Oil on canvas
Period : Late XVII°-early XVIII°
Architecture and landscape : Gennaro Greco called il Mascacotta (Naples 1663-1714)
Characters : Sebastiano Conca ( Gaeta 1680-Naples 1706)
Dimensions : 30×55 inches
Gennaro Greco, called il Mascacotta :
Gennaro Greco began his career as a painter of ornaments and ceilings. He collaborated with decorative painters, among them Francesco Solimena. And the gilded ornaments of Paolo de Matteis’ paintings in the Church San Francisco Saverio, (more known today as San Ferdinando) in Naples are said to be his works.
However while studying Andrea Pozzo architectural treaty : Perspectiva pictorum et architectorum, written in the late XVII° century, he discovered the imaginary views knows as « vedute ideate ».
Self-taught, Greco quickly stated himself as a perspective specialist and played a key part in the spreading of landscape Italian painting.
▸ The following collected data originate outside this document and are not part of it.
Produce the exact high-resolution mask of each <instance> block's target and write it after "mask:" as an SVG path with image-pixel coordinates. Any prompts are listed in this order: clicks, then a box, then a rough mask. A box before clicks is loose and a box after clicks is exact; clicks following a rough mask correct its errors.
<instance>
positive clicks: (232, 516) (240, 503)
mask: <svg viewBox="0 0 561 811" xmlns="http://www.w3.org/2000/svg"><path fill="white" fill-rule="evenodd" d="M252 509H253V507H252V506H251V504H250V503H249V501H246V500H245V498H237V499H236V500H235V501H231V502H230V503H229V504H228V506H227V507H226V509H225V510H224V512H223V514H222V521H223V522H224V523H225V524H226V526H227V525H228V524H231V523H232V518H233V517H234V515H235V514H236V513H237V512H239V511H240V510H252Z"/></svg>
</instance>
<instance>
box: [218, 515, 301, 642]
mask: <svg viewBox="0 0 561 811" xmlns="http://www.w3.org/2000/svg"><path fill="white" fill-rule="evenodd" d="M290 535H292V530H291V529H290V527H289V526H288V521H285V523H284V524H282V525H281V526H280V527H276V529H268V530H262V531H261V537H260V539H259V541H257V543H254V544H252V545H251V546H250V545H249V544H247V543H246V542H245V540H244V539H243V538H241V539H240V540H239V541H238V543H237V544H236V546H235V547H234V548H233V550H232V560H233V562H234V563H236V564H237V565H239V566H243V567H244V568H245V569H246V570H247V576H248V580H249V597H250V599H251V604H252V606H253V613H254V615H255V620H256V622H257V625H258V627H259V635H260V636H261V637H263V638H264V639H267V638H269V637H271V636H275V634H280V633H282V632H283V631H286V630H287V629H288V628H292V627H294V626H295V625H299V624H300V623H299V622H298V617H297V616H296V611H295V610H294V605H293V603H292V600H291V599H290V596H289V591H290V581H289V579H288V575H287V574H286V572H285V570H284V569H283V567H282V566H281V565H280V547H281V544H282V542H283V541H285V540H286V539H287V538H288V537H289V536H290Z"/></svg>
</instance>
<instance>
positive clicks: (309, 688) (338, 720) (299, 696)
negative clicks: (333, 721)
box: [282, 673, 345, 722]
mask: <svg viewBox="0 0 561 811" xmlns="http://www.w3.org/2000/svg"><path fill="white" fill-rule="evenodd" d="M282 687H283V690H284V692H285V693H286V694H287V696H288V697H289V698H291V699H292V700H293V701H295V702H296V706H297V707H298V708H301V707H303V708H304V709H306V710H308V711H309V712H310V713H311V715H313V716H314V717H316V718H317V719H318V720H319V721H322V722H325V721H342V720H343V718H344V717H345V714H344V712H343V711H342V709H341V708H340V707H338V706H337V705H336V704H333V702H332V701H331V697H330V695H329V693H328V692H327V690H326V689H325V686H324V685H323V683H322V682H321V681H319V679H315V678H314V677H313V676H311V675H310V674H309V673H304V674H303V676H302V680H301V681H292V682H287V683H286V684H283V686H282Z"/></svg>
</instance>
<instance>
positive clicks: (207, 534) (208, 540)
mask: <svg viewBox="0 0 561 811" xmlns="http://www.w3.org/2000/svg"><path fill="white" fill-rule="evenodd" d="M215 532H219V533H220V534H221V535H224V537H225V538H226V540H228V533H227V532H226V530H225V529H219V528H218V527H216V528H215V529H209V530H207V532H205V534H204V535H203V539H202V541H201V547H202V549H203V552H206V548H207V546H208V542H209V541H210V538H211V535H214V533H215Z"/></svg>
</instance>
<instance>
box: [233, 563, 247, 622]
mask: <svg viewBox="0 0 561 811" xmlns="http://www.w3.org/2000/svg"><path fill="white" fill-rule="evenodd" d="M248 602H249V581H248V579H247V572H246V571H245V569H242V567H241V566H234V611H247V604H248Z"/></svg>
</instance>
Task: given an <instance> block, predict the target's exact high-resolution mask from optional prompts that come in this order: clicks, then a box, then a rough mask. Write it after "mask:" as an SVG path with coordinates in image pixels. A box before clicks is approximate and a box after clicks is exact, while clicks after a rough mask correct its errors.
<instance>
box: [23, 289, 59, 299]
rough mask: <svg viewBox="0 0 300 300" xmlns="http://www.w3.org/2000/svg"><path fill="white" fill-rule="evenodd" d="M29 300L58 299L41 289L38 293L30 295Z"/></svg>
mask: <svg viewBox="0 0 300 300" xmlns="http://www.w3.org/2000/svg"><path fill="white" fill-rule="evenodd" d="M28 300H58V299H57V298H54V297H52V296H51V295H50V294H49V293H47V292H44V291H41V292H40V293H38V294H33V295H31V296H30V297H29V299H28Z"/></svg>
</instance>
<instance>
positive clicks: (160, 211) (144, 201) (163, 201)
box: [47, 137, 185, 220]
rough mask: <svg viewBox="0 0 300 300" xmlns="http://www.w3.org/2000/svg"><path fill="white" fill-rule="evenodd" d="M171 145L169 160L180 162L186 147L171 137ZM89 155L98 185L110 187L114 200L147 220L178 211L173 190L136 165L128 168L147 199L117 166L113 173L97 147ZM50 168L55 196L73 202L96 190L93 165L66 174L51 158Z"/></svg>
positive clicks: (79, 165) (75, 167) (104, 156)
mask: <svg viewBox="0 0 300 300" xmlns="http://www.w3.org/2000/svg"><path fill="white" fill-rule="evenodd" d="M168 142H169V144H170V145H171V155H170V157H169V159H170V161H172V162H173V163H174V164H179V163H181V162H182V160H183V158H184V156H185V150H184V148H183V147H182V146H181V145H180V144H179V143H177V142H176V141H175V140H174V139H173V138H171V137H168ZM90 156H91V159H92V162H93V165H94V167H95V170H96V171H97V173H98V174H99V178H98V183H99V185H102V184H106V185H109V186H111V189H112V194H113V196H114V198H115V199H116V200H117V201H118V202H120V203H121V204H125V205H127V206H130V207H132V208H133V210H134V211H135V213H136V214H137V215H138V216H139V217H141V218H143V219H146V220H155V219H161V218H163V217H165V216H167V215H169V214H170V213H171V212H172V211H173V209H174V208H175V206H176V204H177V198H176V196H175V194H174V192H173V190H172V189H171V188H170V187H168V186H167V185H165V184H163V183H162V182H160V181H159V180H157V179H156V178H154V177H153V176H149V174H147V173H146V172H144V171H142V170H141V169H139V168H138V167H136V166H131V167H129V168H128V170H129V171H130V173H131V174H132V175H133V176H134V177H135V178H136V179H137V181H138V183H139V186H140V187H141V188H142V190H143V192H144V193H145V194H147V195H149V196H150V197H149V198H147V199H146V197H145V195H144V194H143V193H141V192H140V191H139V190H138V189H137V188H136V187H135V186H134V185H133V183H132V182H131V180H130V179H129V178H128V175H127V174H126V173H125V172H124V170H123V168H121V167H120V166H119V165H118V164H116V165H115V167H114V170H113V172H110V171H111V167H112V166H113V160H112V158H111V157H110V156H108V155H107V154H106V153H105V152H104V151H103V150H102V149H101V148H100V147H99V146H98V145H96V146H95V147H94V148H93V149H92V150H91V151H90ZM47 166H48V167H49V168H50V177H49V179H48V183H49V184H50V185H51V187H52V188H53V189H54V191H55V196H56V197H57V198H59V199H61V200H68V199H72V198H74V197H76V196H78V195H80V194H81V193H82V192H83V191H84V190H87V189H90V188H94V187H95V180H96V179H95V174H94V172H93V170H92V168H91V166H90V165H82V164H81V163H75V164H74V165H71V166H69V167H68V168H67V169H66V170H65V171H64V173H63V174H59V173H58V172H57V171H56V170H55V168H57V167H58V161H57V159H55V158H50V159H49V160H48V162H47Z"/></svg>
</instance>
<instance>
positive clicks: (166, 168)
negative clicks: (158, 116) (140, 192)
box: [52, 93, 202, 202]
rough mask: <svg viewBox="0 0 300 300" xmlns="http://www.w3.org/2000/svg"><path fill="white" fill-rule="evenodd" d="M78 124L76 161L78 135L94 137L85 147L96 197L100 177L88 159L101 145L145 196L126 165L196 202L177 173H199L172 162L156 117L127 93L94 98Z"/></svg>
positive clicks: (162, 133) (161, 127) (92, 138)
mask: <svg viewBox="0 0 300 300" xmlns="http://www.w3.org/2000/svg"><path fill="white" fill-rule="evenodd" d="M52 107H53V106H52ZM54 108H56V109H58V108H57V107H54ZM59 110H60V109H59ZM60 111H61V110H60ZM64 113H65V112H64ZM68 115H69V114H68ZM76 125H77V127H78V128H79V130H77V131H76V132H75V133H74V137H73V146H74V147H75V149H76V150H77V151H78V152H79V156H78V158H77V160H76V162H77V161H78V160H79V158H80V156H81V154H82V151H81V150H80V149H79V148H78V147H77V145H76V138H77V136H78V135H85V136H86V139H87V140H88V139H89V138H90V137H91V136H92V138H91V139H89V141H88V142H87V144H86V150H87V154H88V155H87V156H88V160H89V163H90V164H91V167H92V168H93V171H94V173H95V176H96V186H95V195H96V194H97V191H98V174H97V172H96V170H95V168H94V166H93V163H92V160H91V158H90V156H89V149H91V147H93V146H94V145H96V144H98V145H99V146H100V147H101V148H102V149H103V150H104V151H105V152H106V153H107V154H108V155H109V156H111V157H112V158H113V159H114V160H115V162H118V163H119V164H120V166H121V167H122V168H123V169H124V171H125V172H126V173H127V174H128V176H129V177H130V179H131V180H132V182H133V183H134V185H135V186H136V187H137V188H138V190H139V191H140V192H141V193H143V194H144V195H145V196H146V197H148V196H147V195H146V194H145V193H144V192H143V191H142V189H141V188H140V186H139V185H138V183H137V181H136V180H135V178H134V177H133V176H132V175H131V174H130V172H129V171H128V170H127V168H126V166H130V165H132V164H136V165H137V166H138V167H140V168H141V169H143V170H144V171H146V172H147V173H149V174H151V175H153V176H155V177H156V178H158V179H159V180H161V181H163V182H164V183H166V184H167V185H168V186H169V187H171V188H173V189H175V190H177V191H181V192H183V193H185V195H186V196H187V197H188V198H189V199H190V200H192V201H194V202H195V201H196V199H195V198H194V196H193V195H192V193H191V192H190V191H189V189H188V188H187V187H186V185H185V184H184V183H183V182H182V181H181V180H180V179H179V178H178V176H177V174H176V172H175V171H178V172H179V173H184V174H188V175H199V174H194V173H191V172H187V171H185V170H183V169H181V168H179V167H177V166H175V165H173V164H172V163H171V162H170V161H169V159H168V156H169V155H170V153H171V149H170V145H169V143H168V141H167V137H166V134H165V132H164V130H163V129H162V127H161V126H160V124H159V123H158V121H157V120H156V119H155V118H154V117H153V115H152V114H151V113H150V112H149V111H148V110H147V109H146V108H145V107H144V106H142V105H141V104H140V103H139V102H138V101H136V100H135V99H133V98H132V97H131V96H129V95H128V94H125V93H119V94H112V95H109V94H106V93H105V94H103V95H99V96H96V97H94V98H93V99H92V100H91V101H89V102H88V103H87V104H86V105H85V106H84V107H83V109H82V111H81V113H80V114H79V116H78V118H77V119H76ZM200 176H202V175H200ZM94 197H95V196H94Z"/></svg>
Indeed his architectural views that are both aerial and theatrical and built in an offset perspective have made their point in changing the tradition of the XVII° century « vedute ideate » as it had been been codified by Viviano Codazzi. The still and decorative atmosphere of his works contrasts with the dramatic scenes as seen by Leonardo Cocorrante. It is closer to Pietro Capelli’s style, more ornamented,and luxurious too.
All in all the color palette that Greco uses, running from pale green to blue-grey, along with the atmosphere of deep luminosity given by the painting, and the playing on chiaroscuro with the architecture of the constructions, all this foreshadows the XVIII° century capricci. The characters of Greco’s painting are, most of the time, attributed to co-worker. In this piece, the characters are by Sebastiano Conca (Gaeta 1680-Naples 1764), Solimena’s apprentice in Naples from 1693 to 1706.